Quindi un pallone che percorre una linea laterale è considerato in gioco, un pallone sulla linea dell'area di rigore è come fosse dentro l'area di rigore. In definitiva, il pallone deve superare totalmente la linea laterale o di fondo per essere considerato fuori dal gioco e deve superare totalmente la linea di porta per essere considerato in rete. Se anche una minima parte del pallone non ha oltrepassato la linea, è ancora in gioco.
Falli e cattiva condotta
L'arbitro ha il potere di punire un calciatore ed anche un allenatore, o un qualsiasi dirigente presente in panchina, per cattiva condotta, gioco violento o proteste. Anche un giocatore in panchina può essere punito. Un arbitro può estrarre il cartellino giallo come ammonizione, e può estrarre il cartellino rosso che comporta l'espulsione del giocatore o allenatore dal campo di gioco o dalla panchina.

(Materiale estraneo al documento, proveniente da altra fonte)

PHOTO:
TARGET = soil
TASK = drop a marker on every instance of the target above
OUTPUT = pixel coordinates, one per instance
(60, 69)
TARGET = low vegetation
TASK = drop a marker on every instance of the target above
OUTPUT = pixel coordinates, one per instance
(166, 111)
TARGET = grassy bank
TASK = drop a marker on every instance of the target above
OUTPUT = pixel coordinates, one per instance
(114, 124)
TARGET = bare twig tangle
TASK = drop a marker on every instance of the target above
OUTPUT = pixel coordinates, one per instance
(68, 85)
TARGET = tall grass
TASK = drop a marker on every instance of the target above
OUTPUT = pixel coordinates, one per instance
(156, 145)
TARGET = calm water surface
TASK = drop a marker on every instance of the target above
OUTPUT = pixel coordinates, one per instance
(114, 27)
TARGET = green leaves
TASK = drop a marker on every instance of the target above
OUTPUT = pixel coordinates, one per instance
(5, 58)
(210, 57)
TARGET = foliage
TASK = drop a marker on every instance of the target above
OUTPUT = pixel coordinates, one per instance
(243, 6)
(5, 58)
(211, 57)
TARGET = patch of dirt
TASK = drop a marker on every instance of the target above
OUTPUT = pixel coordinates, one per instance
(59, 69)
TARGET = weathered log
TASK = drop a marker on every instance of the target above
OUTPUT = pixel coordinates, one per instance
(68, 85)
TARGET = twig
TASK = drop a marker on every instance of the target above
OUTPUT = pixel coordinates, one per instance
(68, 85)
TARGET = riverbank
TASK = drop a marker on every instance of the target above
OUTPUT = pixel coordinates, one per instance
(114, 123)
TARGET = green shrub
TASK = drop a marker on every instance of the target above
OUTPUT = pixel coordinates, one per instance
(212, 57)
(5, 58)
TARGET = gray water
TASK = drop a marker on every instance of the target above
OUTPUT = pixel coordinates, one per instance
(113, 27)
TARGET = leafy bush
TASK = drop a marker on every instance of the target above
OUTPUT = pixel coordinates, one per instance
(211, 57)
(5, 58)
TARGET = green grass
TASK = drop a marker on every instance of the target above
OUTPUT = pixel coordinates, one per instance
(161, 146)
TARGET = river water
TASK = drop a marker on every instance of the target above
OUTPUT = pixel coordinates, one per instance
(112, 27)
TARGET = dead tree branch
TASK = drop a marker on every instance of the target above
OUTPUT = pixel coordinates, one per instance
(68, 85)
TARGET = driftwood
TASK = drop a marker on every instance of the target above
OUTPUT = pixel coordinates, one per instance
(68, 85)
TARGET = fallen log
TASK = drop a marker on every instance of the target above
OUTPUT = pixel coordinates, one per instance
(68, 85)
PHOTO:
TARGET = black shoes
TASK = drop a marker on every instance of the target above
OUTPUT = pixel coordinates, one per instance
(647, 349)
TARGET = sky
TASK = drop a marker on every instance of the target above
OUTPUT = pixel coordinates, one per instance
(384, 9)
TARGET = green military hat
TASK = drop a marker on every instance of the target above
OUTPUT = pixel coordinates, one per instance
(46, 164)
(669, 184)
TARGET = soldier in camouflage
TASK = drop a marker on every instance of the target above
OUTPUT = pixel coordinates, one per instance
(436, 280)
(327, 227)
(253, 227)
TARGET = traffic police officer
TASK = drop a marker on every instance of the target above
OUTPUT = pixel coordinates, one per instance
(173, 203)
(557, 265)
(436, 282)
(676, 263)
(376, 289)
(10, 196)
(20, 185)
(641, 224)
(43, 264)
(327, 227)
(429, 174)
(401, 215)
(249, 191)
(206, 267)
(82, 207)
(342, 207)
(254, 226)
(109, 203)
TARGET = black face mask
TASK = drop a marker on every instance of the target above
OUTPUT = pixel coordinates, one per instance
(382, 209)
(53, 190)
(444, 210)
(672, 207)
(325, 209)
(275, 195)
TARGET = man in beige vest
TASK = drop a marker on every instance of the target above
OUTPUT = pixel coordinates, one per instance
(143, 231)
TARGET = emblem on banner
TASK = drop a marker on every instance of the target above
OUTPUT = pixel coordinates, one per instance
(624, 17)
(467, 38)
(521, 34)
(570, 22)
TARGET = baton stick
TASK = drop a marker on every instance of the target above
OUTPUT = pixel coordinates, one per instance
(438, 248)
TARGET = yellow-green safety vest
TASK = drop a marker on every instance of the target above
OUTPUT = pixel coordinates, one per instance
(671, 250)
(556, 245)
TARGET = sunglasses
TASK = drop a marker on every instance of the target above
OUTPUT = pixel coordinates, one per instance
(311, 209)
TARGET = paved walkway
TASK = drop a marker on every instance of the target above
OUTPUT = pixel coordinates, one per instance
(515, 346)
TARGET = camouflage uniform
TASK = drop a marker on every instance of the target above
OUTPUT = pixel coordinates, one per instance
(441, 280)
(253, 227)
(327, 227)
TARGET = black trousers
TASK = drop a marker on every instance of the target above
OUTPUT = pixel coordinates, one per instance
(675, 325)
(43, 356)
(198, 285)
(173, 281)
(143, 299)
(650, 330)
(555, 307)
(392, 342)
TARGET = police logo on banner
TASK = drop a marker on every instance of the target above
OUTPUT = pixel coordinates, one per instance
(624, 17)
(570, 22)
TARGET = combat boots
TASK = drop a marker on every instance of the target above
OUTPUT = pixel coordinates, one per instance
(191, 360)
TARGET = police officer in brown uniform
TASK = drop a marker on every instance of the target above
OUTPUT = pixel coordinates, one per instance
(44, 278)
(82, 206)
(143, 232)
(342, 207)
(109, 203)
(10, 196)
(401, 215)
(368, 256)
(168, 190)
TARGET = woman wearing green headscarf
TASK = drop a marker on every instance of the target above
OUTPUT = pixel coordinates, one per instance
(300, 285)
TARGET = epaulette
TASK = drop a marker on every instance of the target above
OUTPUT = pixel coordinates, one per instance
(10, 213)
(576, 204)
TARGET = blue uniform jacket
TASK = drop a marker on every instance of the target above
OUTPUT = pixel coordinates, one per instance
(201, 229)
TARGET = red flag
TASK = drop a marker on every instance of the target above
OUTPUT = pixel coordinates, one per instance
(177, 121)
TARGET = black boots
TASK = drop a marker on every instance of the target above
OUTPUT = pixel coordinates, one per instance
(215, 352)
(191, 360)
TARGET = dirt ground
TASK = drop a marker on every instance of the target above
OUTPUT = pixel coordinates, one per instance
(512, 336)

L'espulsione può avvenire direttamente, in genere per falli molto gravi o per comportamenti violenti e antisportivi, o in seguito alla seconda ammonizione ad uno stesso giocatore (somma di ammonizioni): due cartellini gialli equivalgono ad un rosso. Ad esempio il fallo da ultimo uomo, cioè quando si atterra un attaccante quando ha davanti a sé solo il portiere, comporta l'espulsione (cartellino rosso).
Calci di rigore e calci di punizione
Come già detto, se un giocatore subisce fallo diretto all'interno dell'area avversaria l'arbitro concede il calcio di rigore. Si tratta della massima punizione per una squadra, perché segnare un rigore è relativamente facile. L'attaccante deve tirare dal dischetto situato a 11 metri dalla porta, davanti a sé ha solo il portiere che non può muoversi dalla linea di fondo se non lateralmente. Fin quando l'attaccante non ha toccato il pallone in avanti, nessuno può entrare all'interno dell'area.
L'arbitro fischia un calcio di punizione a favore della squadra che subisce fallo in qualsiasi zona del campo che non sia l'area di rigore (eccetto che si tratti di un calcio di punizione indiretta in area). La squadra che difende può formare una barriera la cui posizione e composizione viene decisa dal portiere, mentre la distanza minima dev'essere di 9,15 metri dalla posizione di battuta, salvo casi particolari in cui la distanza tra il punto in cui si deve battere la punizione e la linea di porta compresa tra i pali è minore di 9,15 metri.